Loss and Recovery of Identity in ‘The Pigeon Girl’

The protagonist, initially an innocent and naive girl, evolves into a mature woman. Natalia, later a mother of orphans, meets Quimet at the Festa Major. Their relationship begins with Natalia’s submission and loss of identity (Chapter 1).

At first, she is a kind, timid girl, fearful of the outside world and unable to confront Quimet’s desires and demands. She endures her husband’s machismo and eccentricities, working tirelessly and neglecting her children. She must care for the dovecote and live through a turbulent historical period (the Spanish Civil War). The oppression becomes more heartbreaking with the invasion of the attic by pigeons, until she rebels and begins her journey toward maturity (Chapter 25) and the recovery of her identity.

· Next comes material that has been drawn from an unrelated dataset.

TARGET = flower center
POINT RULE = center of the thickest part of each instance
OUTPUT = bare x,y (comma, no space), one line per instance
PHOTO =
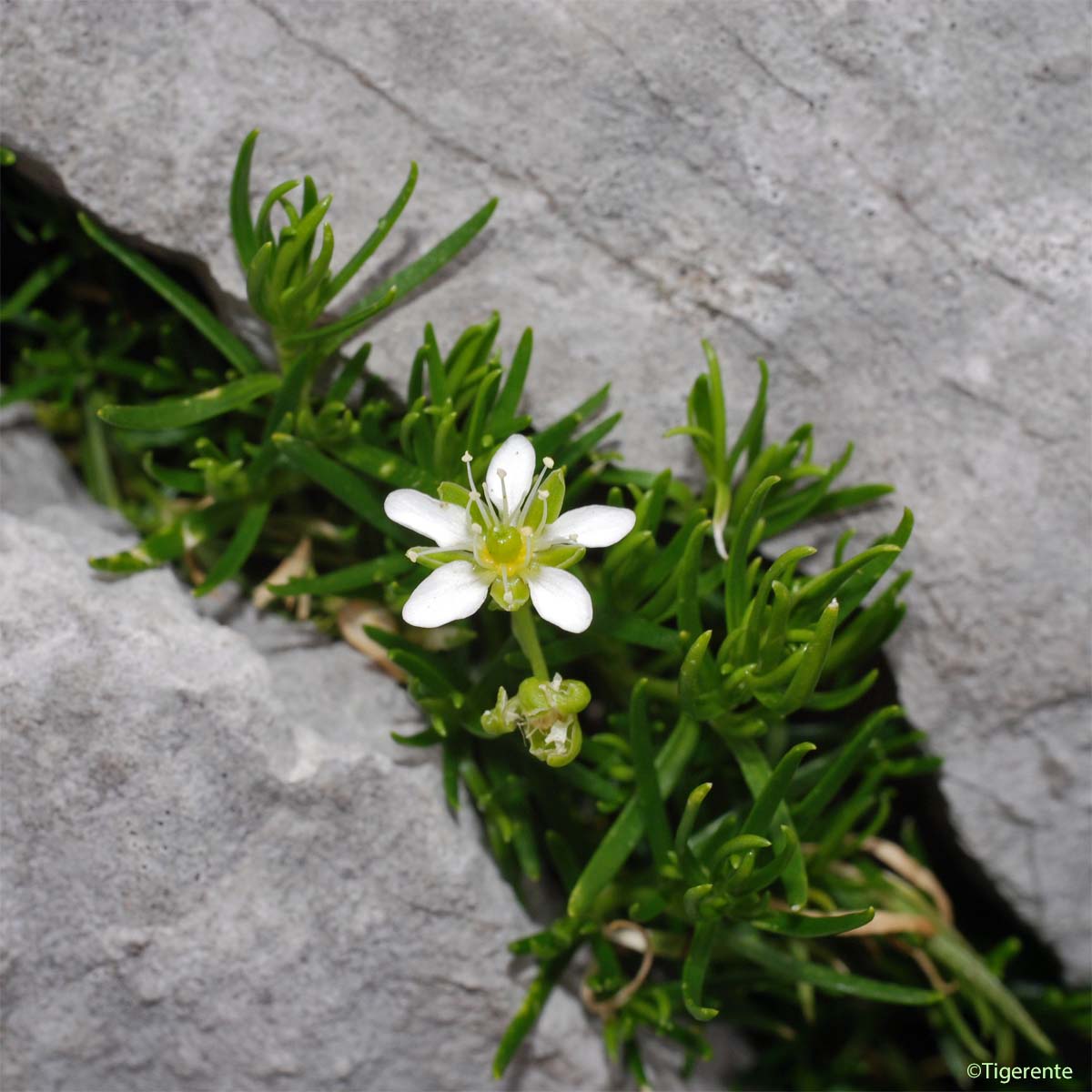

This internal rebellion against injustice mirrors the revolution at the start of the Civil War, in which Quimet dies. After Quimet’s death and the liquidation of the dovecote, Natalia falls into grinding poverty and must “make the heart of cork” (Chapter 32). In the desolation of the postwar period, she thinks of her family. The grocer offers her hope by giving her work and, later, the possibility of remaking her life by marrying him. With Antoni, she regains the name of Natalia, a step towards the recovery of her identity (Chapter 35).

As the country recovers from the war, Natalia continues to struggle with her problems and anxieties, with little improvement in her economic or social status. She lives virtually imprisoned at home (Chapter 42), where old ghosts resurface. She leaves the house to find peace and create a personal, idealized world, a mixture of reality and embellished memories of the past (Chapter 43).

Natalia completes her path to happiness with a cathartic journey home across the street at night, knife in hand, looking with her eyes and soul and walking towards her old home and old life in the Plaça del Diamant. There, she confronts and kills the past, expelling all the accumulated anguish of her youth with a great shout (Chapter 44). This marks the end of one interwoven life and the beginning of a truly authentic life.

Key Symbols: The Funnel and the Pigeons

The pigeons first appear together (Chapter 12) at the start of serious problems and contribute to liberation in the Plaça del Diamant. There, the dove sits on Matthew’s shoulder, and the pigeons are driven away by the liberating cry and repaid by the knife. The pigeons serve as a leitmotif. Their evolution mirrors the symbolic life of the protagonist, while the other characters are important in relation to them.

These birds, causing work and worries, impose their will on her and are symbols of her life with their breeder, Quimet. They expel the protagonist from her dreams: the attic (Chapter 13), the gallery, the rooms, the little room (Chapter 21). They reflect Colometa’s (Natalia’s) subordination to her husband’s whims. After Quimet’s death and the misery that nearly leads to collective suicide, Natalia, now Antonio’s wife, re-elaborates the entire matter of the doves, undergoing a process of beautification and dream magnification, ending up as an idealized figure who frequents the park (Chapter 43): Madame of the pigeons, they say.

The funnel, conical, wide at the top and narrow at the bottom, symbolizes life as an increasingly narrow and distressing path (Chapter 19), leading to the need to “make a cork heart” to “pass a bridge so high and so narrow and so long” (Chapter 33).